Member of the East New Jersey Provincial Council
- In office October 20, 1686 – 1692

Member of the New York Provincial Council
- In office 1692–1692

Member of the New York Provincial Council
- In office 1697–1697

Member of the New Jersey Provincial Council for the Eastern Division
- In office November 29, 1705 – April 1711 (Died)

Personal details
- Born: England
- Died: April 1711
- Spouse: Elizabeth Smith - Carteret
- Children: Charles Townley, Effingham Townley

= Richard Townley =

English emigrant to the United States

Coat of Arms of Richard Townley

Colonel Richard Townley (died 1711) was born in England probably at Astlam (Astleham) Manor in Littleton (formerly in Middlesex, today in Surrey). He was the eighth son of Nicholas Townley of Littleton and Joanne White.

He emigrated to Virginia in the suite of Lord Effingham, Governor of Virginia in 1683. He settled in the Elizabethtown, New Jersey area and married his 2nd wife, Elizabeth Carteret (née. Smith), widow of the first governor of New Jersey Philip Carteret in 1685.
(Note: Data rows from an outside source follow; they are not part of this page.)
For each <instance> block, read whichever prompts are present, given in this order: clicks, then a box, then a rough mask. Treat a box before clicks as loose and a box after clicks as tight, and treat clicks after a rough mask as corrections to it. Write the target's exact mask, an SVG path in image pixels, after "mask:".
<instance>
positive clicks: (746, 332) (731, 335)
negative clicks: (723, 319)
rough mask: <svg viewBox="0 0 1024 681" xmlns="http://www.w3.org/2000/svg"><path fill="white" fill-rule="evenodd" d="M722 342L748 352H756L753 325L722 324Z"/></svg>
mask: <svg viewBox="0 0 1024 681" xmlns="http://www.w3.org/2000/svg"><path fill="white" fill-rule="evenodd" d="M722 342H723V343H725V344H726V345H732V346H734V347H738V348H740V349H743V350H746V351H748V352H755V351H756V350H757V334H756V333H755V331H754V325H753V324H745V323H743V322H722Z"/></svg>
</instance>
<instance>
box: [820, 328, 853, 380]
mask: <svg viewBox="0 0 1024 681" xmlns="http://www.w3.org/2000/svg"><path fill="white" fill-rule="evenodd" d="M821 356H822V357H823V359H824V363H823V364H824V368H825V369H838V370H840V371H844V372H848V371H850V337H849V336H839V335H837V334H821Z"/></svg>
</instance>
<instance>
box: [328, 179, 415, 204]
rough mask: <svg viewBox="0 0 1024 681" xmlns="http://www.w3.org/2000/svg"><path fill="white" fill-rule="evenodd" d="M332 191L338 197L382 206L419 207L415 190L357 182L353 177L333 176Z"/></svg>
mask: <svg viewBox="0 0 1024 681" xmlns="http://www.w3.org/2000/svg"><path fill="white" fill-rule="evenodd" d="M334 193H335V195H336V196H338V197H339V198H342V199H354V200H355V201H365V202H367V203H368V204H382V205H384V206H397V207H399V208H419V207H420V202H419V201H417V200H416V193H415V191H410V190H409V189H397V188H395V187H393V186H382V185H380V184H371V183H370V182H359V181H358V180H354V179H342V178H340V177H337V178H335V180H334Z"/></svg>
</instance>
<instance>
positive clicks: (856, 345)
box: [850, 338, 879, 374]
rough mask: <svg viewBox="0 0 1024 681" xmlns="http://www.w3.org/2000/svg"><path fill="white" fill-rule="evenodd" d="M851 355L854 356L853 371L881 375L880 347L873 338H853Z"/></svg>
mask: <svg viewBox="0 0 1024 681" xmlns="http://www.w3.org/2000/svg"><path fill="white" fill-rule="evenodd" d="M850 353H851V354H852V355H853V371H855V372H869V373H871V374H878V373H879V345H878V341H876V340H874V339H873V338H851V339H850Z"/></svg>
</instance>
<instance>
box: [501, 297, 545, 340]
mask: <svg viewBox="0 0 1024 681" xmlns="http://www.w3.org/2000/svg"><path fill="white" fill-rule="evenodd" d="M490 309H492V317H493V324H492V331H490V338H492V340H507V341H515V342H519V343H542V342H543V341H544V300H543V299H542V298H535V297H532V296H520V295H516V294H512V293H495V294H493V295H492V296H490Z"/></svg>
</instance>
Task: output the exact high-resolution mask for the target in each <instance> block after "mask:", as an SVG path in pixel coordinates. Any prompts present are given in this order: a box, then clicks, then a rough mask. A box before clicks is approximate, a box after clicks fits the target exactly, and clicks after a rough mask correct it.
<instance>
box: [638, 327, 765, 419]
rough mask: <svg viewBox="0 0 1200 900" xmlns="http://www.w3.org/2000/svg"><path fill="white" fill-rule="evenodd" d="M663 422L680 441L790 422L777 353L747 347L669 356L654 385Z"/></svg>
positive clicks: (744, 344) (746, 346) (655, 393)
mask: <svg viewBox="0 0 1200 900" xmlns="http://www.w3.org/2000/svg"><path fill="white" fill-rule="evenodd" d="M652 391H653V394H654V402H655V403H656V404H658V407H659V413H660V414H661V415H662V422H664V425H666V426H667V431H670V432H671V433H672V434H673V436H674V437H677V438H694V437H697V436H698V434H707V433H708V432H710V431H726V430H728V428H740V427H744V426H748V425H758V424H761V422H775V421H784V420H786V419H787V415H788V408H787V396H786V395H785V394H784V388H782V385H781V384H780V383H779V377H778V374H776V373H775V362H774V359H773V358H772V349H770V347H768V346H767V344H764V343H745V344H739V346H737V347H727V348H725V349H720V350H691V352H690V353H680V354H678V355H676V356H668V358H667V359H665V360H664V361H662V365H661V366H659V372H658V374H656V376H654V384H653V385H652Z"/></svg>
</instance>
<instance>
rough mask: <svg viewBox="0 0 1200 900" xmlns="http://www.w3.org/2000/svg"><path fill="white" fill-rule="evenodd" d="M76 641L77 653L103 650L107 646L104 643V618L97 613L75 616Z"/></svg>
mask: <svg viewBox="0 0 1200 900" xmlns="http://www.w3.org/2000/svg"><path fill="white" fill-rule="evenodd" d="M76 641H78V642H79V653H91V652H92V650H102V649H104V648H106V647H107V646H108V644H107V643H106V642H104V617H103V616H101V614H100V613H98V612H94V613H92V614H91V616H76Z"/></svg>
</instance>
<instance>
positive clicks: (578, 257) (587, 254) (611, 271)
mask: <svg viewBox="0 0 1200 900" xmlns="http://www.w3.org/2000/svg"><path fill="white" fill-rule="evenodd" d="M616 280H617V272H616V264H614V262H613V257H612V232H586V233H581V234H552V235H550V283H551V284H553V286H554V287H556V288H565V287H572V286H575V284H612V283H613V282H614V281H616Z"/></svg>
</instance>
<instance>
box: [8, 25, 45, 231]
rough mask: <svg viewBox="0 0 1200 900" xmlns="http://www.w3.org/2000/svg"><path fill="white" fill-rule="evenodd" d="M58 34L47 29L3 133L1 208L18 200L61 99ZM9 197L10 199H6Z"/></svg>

Townley was one of the East New Jersey Provincial Council during the administration of deputy governor Lord Neill Campbell in 1686. In 1692 and 1697 he was a member of the New York Provincial Council but was accused by New York Governor Lord Bellomont of attending neither.

At the time of his death in April 1711, Richard Townley was Presiding Judge of the Court of Quarter Sessions for Essex County. He left two sons, Charles and Effingham.